Gazze Sağlık Bakanlığından yapılan açıklamada, Gazze Şeridi'ndeki su örneklerinde yapılan incelemeler sonucu kirli su oranının yüzde 25'e çıktığı belirtildi.
Açıklamada, "Su kirliliği çok sayıda hastalığın yayılmasına neden oluyor. Gazze'deki ailelerin yüzde 90'ı su güvensizliğiyle karşı karşıya." ifadesi kullanıldı.
Yaz mevsiminin gelmesi ve sıcaklıkların artmasıyla başta içme suyu olmak üzere suya olan ihtiyacın arttığına vurgu yapıldı.
İsrail'in devam eden saldırıları nedeniyle zorla yerlerinden edilen Filistinlilerin, sığındıkları alanlarda su kaynaklarının yetersizliği sebebiyle "felaket koşullarla mücadele ettiğinin" altı çizildi.
Kanalizasyon atıklarının tutulduğu çukurların yer altı su depoları için ciddi risk oluşturduğu kaydedildi.
Gazze Şeridi'nde deniz suyu arıtma tesislerinin yüzde 90'ının tamamen hizmet dışı kaldığı vurgulandı.
Atık su arıtma tesislerinin de yüzde 80'inin faaliyet gösteremediği, dolayısıyla deniz suyundaki kirlilik oranının da arttığı ifade edildi.
Gazze'deki hükümetin Medya Ofisi verilerine göre, İsrail saldırılarında Gazze Şeridi'nin yüzde 88'i yıkıldı, 719 su kuyusu hizmet dışı kaldı ve 655 kilometre uzunluğunda kanalizasyon hattı tahrip edildi.

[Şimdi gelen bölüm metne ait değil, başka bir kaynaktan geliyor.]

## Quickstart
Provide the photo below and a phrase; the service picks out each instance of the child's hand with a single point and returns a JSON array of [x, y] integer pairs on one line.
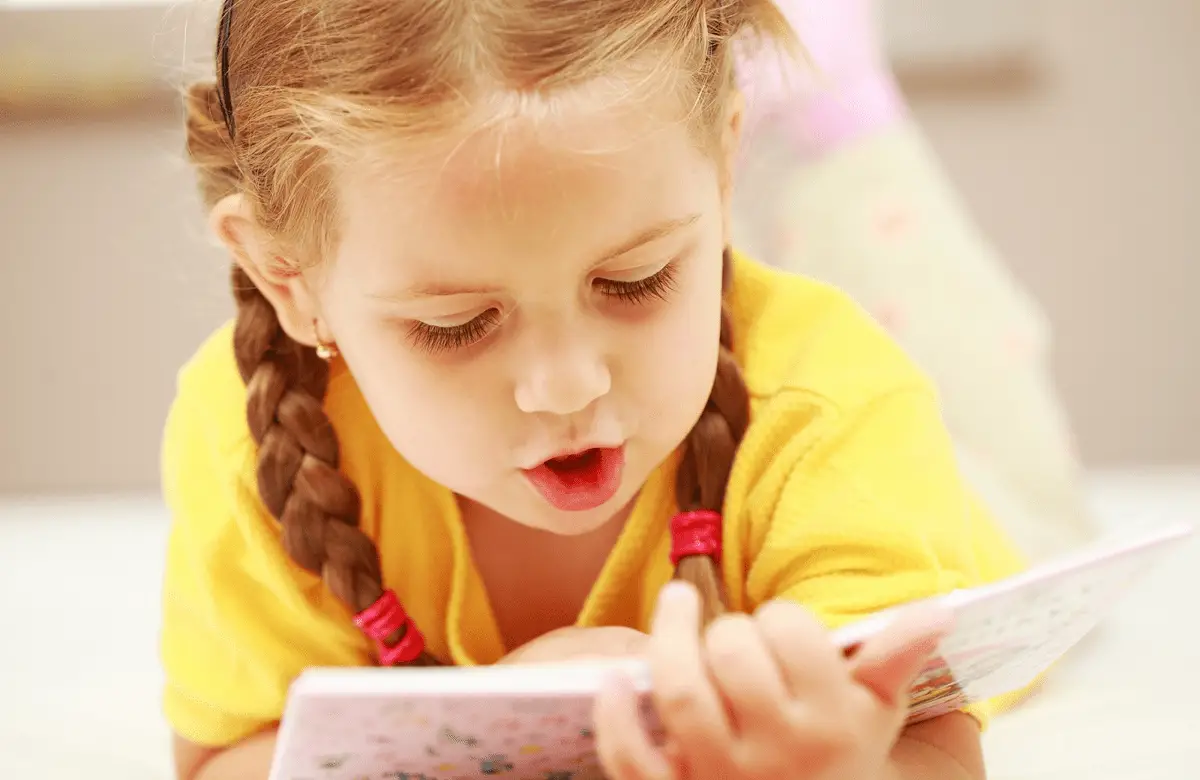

Gazze'de insani kriz her geçen gün derinleşiyor
İşgalci İsrail, Hamas ile sağlanan ateşkes ve esir takası anlaşmasının 42 günlük birinci aşamasının sona ermesinin ardından 2 Mart'tan itibaren Gazze Şeridi'ne insani yardımların girişini durdurdu.
İşgalci İsrail ordusunun 7 Ekim 2023'ten bu yana düzenlediği saldırılarda 2,3 milyon nüfusa sahip Gazze Şeridi'nde yaklaşık 2 milyon kişi yerinden edildi. Sivil altyapıyı ve hastaneleri de hedef alan İsrail, Gazze'de insani bir felakete neden oluyor.
Bölgeye su ve elektrik tedarikinin kesilmesi ve sınır kapılarının kapalı tutulması Gazze'deki Filistinlilerin yaşadığı zor şartları daha da derinleştiriyor.
İşgalci İsrail ordusu, Gazze Şeridi'nde 19 Ocak'ta yürürlüğe giren ateşkesin ardından 18 Mart sabahı şiddetli saldırılarına yeniden başladı.